WiddlinDiddlin · 20/01/2022 20:31

'I gave him the food to eat, why would you tell him not to?'

'He isn't in charge of his diet, I am, if you have a problem with it, speak to me' (with a 'don't you fucking dare its none of your business' glare!)

'When I want your advice on feeding him, I'll ask you!'

RedHelenB · 21/01/2022 07:34

You could ask her nicely but I wouldn't get too hung up on it.

RedHelenB · 21/01/2022 07:35

@Yuckypretty

I think I would just say something in the moment like, he actually eats really, we're not worried about him putting on weight!
That's probably best.
Sundancerintherain · 21/01/2022 07:44

Sigh, Its depressing that this shit is still going on.
Mine wasnt my MIL, it was my Uncle. I was suddenly very tall ( massive growth spurt aged 11) , so I was skinny minnie, spider legs, Miss Anorexia. It was horrible Sad

EishetChayil · 21/01/2022 07:50

You need to come down on it like a metric fuckton of bricks. My mother has always had issues with her weight, and started making comments around my DD like "nana is so fat, isn't she?" There's no way I'm going to let my daughter grow up in the same negative environment that I did. I told my mother firmly that we don't comment on other people's bodies. She cried, but boo fucking-hoo.

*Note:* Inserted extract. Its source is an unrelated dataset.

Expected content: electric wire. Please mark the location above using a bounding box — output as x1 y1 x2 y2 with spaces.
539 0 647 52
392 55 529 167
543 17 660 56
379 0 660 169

IncompleteSenten · 21/01/2022 07:52

Don't underestimate the damage that can be done over time with this drip drip drip of 'little' comments.

danblack87 · 21/01/2022 17:11

Nobody should tell a young child they are fat. They are looked after, well cared for and well fed ... hopefully, appropriately and not living on fast foods. AS the toddler grows they will be more energetic and the fat-burning will begin in major strides. They need the little chubbiness in order to grow properly (does MIL want the child to get Rickett's ???). GOD forbid - MIL should be more worried if the child was scrawny for sure (i.e. neglect - clearly the child is not neglected). As children we were all slim and skinny (runs in the family) - mum didn't have a lot of money but she gave us everything she could in terms of a balanced, healthy diet ... I would tell MIL to Shut the FU.

PonyPatter44 · 21/01/2022 17:13

"Oh shush, Brenda, don't give him your hang-ups about food" ( big cheery smile).

Ionlydomassiveones · 21/01/2022 17:21

This reply has been withdrawn

This has been withdrawn at the poster's request.

Raisethemup · 24/01/2022 10:00

Could not believe this made the Australian Yahoo news feed. But I was angry enough to comment…. While everyone is focusing on the ED and that is a fair enough assessment i.e. fat shaming , body image problem, psychological impacts etc, I haven’t seen anyone comment (unless I missed it somewhere) that it is clear the MIL has no idea about child development and nutrition. The calorie intake of an average 18-24 month old is huge! It has to be for normal growth and brain development. Yes, brain development people!!!! At this age they are (unless there is a medical reason not to or special difficulty with allergies or diet) they need to put on the biggest growth spurt of their lives, apart from growth while in utero. So it’s clear to me… you are not the problem here but the MIL. The lady clearly needs to do some reading, educate herself before she starts making comments.